Im Nachhinein hätten wir den Kanister aber nicht gebraucht, da wir eigentlich an jeder Tankstelle vollgemacht haben und somit nie weniger als 1/4 im Tank hatten. Die Kapazität liegt bei 45 Litern und den Verbrauch würde ich zwischen 9 & 10 Litern angeben. Unsere Tageskilometer lagen zwischen 100 km und 350 km.
Achja, die hinteren Scheiben sind voll getönt, d.h. man sieht absolut nicht was sich im Kofferraum befindet.
PS: Kleiner Tipp: Wir hatten eine Decke dabei (danke SAA), die wir über den Reservereifen im Kofferraum gelegt haben, damit wir uns das Gepäck nicht dreckig machen bzw. an der Halterung des Reifens verkratzen.
eine Frage habe ich an die erfahrenen Jimny-Fahrer: wie sieht es aus mit einem kleinen ENGEL-Cooler - geht der rein bzw. wieviel Gepäck geht dann noch dazu? Ich kann mir das beim besten Willen nicht so vorstellen 🙁
Ich bin jahrelang begeisterte SJ 410 und SJ 413-Fahrerin gewesen, bevor ich auf den Vitara umsteigen "musste". Durch den kurzen Radstand kann man eben, besonders auf Schotterpisten, nicht schnell fahren.

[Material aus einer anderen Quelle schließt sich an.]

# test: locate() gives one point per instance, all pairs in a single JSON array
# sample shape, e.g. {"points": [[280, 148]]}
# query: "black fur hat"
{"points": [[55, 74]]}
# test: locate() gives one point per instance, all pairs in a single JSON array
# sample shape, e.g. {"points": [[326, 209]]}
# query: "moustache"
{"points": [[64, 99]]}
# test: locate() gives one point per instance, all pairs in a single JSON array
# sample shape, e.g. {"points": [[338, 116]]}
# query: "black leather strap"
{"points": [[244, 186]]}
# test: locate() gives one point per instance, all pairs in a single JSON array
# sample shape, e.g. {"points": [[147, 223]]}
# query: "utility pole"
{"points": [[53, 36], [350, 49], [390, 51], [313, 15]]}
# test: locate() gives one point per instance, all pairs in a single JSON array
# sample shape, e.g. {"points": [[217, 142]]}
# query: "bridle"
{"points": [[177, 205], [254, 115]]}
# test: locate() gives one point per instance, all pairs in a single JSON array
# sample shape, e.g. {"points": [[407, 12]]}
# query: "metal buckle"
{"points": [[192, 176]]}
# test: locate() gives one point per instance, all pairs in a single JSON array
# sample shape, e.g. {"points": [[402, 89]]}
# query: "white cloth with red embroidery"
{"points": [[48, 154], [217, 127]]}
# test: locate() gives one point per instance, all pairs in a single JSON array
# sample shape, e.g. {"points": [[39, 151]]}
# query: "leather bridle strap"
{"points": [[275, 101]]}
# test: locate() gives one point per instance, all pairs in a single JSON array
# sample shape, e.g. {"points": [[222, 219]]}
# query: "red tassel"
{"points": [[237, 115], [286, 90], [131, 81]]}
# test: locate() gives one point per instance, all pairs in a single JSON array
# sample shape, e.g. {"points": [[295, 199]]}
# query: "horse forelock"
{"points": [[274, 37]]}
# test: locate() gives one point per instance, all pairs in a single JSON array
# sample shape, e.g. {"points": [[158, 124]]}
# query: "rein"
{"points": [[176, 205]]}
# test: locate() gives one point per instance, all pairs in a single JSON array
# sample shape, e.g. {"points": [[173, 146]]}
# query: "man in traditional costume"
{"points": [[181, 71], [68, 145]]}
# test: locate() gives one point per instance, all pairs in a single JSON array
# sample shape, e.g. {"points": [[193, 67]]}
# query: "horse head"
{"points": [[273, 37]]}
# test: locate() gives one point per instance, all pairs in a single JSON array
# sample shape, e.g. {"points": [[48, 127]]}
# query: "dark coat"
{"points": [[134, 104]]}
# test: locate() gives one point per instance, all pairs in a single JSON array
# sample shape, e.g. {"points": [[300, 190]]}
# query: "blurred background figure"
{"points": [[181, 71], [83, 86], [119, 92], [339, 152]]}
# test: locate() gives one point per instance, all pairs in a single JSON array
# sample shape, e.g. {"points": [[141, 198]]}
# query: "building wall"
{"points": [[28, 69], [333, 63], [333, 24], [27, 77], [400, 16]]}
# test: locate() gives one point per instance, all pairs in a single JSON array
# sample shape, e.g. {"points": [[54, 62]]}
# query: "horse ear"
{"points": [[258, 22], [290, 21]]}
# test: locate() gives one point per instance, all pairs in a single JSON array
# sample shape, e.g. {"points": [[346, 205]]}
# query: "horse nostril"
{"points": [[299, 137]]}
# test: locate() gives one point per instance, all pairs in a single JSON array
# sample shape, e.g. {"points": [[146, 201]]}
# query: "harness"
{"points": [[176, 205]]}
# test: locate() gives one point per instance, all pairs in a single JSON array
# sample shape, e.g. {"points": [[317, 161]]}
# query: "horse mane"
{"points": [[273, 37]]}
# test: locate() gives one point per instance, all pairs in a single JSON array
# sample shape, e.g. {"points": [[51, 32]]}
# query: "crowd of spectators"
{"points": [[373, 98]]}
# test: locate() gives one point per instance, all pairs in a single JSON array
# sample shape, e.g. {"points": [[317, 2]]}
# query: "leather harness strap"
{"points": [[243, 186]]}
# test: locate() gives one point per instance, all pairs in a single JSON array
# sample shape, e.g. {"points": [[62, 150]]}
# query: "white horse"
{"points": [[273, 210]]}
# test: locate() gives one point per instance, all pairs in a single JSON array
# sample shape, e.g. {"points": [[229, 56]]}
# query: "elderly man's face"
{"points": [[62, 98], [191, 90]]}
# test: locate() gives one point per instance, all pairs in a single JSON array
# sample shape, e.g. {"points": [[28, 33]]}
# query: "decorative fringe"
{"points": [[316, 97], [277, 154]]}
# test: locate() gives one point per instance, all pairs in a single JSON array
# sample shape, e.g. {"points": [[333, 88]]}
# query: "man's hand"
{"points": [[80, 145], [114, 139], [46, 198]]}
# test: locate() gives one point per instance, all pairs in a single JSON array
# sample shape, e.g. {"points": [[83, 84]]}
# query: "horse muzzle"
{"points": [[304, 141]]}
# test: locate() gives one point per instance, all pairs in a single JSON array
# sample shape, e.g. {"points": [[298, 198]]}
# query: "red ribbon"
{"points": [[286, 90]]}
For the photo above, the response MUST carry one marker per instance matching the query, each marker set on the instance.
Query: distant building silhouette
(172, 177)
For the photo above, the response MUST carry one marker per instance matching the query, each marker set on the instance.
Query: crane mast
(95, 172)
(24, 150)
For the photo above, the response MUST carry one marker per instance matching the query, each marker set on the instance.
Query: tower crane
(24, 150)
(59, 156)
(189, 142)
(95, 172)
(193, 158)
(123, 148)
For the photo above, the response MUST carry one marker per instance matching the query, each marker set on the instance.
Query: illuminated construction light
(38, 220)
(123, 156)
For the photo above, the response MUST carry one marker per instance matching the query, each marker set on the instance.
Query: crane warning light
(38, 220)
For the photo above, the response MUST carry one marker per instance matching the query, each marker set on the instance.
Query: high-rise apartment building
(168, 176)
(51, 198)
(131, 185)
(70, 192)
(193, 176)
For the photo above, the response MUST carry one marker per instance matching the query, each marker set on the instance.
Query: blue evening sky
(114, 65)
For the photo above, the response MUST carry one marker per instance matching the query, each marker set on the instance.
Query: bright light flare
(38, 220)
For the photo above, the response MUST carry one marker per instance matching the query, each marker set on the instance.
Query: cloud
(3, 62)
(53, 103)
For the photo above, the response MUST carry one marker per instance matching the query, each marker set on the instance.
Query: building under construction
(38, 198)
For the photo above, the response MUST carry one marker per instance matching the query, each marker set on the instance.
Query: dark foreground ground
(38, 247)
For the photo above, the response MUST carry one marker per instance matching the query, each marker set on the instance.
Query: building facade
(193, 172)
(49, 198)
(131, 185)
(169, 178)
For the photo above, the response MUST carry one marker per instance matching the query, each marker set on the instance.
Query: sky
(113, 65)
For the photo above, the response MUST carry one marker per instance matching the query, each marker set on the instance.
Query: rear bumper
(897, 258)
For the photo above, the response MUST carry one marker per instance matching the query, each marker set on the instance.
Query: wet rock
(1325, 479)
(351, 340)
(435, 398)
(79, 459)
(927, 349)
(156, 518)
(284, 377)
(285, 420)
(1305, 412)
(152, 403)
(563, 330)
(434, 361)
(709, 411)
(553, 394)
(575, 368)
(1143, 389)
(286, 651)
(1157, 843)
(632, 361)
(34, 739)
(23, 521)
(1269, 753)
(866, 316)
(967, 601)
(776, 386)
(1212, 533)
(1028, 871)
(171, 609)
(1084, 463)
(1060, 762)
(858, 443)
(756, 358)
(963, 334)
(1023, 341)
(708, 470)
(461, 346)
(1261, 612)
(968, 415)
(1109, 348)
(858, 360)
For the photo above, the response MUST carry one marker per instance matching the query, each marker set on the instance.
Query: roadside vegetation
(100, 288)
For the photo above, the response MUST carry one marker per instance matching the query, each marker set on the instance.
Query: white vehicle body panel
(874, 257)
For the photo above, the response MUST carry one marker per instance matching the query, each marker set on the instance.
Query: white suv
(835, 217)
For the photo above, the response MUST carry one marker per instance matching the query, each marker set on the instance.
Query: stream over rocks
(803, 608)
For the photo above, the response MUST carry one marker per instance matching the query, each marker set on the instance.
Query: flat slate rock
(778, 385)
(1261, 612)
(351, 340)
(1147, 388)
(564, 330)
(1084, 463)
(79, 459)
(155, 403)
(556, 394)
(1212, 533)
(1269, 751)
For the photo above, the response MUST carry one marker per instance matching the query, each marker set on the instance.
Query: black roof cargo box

Hallo Elch, da ich auch nicht gern die Katze im Sack kaufe bin ich 2011 in ein Autohaus in D gegangen und habe eine Probefahrt mit "Gepäcktest" gemacht. Du wirst Staunen wieviel Jimnys Dir dann in unserem Strßenverkehr auffallen. 😉
Der ENGEL-Cooler hat 42 l. Dann noch zwei Koffer und zwei Bordcases?? Na, ich weiß nicht, ob das klappt. Vielleicht müssen wir es doch ausprobieren, ich dachte nur, es hat vielleicht schon jemand die Erfahrung gemacht? Ohne Cooler geht bei uns nämlich gar nichts.
Hallo Elch, ich bin im Februar allein mit dem Jimmy 3 Wochen durch Namibia gefahren. Ich hatte im Laderaum eine elektrische Kühlbox, ein für mich riesiges Zelt, was viel Platz im Wagen einnahm, einen Klapptisch und 2 Klappstühle, eine Kochkiste, einige Wasserkanister, einige IKEAtaschen mit Lebensmitteln, 2 Kissen, 2 Decken (für alle Fälle) und einen Grill. Meine Reisetasche stand auf dem Beifahrersitz. Die Schuhe und Stiefel im Fußbereich und die Kameratasche hinter dem Fahrersitz. Das Auto war für mich ein Raumwunder! Ich kann es nur empfehlen, zumal Ihr zu zweit relativ wenig Gepäck habt. Wenn ich die Campingtour zu zweit mit dem Jimmy unternommen hätte, wär der Platz nicht ausreichend gewesen, aber ohne das riesige Zelt und die Campingsachen hättet Ihr ein klasse Auto für die Tour. Denkt nur daran, dass Ihr mit dem Jimmy aufgrund des geringen Radabstandes nicht so schnell fahren könnt!!!! Wichtig!!!